Nov. 13, 2018 By Nathaly Pesantez
Local politicians, leaders and community groups will rally tomorrow morning against part of Amazon’s plans to locate its new headquarters to Long Island City.
The rally will take place at 11:30 a.m. at Gordan Triangle, located at 44th Drive and Vernon Boulevard, and directly across from where Amazon is setting out to build a campus spanning millions of square feet in coming years.
Attendees include Council Member Jimmy Van Bramer, State Senator Michael Gianaris, and a lineup of nonprofits including Make the Road New York and labor groups like ALIGN, who will speak out against the roughly $3 billion in government subsidies Amazon could be receiving as part of the plan.
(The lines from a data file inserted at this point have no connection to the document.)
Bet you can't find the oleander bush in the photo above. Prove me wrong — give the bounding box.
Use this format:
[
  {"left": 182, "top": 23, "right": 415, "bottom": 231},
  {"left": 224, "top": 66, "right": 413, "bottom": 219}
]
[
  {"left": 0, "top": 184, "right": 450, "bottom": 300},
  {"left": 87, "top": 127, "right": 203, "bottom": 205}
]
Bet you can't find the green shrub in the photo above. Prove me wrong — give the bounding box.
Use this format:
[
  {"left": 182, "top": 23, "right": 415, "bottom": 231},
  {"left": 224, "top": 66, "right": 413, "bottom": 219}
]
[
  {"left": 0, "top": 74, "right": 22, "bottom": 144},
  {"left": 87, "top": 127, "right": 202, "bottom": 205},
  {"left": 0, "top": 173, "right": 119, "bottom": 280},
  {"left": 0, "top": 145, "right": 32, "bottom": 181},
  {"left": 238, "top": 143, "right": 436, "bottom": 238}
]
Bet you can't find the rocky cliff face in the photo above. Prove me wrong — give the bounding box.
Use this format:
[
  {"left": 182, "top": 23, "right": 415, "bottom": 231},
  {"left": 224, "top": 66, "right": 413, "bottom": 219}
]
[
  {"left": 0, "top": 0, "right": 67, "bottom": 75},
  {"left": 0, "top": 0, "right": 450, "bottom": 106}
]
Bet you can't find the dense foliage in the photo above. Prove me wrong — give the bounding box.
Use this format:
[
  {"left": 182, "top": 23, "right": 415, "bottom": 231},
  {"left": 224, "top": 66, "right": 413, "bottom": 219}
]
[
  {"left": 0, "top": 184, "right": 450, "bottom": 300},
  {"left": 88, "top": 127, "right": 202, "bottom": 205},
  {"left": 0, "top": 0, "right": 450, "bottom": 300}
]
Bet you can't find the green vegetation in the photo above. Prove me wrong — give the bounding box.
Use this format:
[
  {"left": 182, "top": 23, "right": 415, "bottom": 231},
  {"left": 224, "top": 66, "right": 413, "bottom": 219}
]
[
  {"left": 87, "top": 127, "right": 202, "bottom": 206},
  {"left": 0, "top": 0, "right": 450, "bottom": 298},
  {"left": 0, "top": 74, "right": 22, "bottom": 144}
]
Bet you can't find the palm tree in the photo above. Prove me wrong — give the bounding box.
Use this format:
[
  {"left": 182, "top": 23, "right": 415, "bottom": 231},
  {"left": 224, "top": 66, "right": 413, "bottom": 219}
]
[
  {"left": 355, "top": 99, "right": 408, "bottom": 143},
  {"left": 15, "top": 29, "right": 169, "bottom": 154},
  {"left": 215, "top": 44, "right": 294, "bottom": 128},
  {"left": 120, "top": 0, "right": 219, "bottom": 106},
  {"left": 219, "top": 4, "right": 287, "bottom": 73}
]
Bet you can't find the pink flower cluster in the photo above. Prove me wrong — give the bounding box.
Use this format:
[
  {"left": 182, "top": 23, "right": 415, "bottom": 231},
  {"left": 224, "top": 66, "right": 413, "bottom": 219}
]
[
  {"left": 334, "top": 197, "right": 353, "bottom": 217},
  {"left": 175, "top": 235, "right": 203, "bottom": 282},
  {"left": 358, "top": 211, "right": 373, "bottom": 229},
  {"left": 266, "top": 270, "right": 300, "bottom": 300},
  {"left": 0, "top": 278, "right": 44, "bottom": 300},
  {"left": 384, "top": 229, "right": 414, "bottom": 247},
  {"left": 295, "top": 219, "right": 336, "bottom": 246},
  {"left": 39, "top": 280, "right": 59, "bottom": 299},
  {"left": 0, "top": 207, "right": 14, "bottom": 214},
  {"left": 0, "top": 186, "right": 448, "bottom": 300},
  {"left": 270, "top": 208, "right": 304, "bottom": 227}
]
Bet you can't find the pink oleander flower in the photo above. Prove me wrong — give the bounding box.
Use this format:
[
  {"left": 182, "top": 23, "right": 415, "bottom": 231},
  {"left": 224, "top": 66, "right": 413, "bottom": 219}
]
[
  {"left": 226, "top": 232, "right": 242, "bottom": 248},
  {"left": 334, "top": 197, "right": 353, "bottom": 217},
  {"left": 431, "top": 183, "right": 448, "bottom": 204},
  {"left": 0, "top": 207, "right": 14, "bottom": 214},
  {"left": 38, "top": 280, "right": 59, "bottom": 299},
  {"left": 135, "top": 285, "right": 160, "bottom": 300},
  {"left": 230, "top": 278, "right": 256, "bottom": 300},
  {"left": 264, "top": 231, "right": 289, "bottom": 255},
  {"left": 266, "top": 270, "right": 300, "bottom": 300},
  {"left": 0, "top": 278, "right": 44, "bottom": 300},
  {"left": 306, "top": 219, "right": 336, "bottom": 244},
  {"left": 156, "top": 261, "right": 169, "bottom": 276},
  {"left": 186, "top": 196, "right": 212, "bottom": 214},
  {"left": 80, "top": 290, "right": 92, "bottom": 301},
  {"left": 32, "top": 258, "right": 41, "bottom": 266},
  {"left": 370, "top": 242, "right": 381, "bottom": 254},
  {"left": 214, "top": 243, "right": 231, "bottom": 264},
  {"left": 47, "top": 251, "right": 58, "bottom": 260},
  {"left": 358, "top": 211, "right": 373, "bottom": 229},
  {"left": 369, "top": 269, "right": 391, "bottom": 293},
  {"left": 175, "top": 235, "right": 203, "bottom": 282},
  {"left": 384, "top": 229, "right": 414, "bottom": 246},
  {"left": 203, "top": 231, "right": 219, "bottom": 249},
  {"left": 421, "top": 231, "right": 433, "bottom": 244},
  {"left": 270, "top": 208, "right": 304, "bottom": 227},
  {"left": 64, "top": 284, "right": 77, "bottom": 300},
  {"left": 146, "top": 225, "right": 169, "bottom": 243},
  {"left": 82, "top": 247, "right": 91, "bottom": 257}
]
The rally, while scheduled since last night, follows Amazon’s official announcement this morning of its plans to build new headquarters in the Queens neighborhood and in Arlington, Va.
The city and state, as part of the formal announcement, said the company will receive around $1.5 billion in state subsidies and potentially millions more in other city and state credits and incentives. The announcement also said that a plan will be put through by the state to rezone the area surrounding Anable Basin to facilitate the headquarters’ buildout.
But the billions in subsidies that could have led to more state revenue, coupled with the state-led plan to effectively rezone the Long Island City sites without binding City Council or local approvals, have led both Van Bramer and Gianaris to reject Amazon in the neighborhood.
“New Yorkers have real unmet needs from their government,” the two said in a joint statement. “Our subways are crumbling, our children lack school seats, and too many of our neighbors lack adequate health care.”
At the rally, the two will say no “to the richest company in the world robbing over $1 billion from state funding,” according to the event flyer.
“Too much is at stake to accept this without a fight,” Gianaris and Van Bramer said.
The statement follows scathing remarks made by the two in the days leading up to the formal announcement, with Van Bramer calling the roll out “an assault on community engagement and consultation on a project that would change the face of Queens.”
Both electeds noted, additionally, that they were not elected to serve as “Amazon drones.”
While the two Long Island City officials are now rebuking Amazon’s plans, both Gianaris and Van Bramer once expressed great enthusiasm for the project, even as the company said in its HQ2 search that economic incentives would be a critical decision driver, and despite past and current outcry from Long Island City residents over lacking infrastructure for such a project.
In response, Van Bramer noted: “It must be said that a billion dollar subsidy, and this rigged process were never contemplated by many of us when we gave early quotes on the bid.”
Gianaris, meanwhile, told the New York Times that he welcomes the 25,000 jobs Amazon will be creating if it means the company will invest in area infrastructure “without us having to pay a ransom for them to be here.”
Apart from the two politicians, a host of electeds have come out against the project or have shared concerns about its proceedings and resulting billions in state subsidies to Amazon, including City Speaker Corey Johnson, Assemblymember Aravella Simotas (D-Astoria), Council Member Costa Constantinides and Congressmember-elect Alexandria Ocasio-Cortez.
Assemblymember Catherine Nolan, meanwhile, released a statement today in strong support of the project in her district.
”Long Island City has been the beating heart of New York City since the modern city began at the turn of the last century,” she said. “With this announcement, our community is again poised to be the most successful mixed use neighborhood in New York.”
She added that people will be reverse commuting with Amazon’s presence in the area, and that many will elect to live in Long Island City–both measures that in part could offset infrastructure concerns.
Nolan’s stance, however, has raised eyebrows among constituents who recalled her opposition to large developments in Long Island City and criticism of the area’s strained infrastructure, even taking to denouncing the city’s prior plans to build where Amazon will be placing its headquarters, and going as far as to demand a “moratorium” on new buildings in the area recently.
Amazon’s plan includes building out a 4 million square foot campus around Anable Basin over 10 years that could expand to a total of 8 million square feet within 15 years. The company is also expected to build out public space, artists work studios, a school and manufacturing space as part of the deal with the city and state.
Amazon will be temporarily occupying 1 million square feet at One Court Square as the buildout at Anable Basin happens, a company spokesperson said to the LIC Post.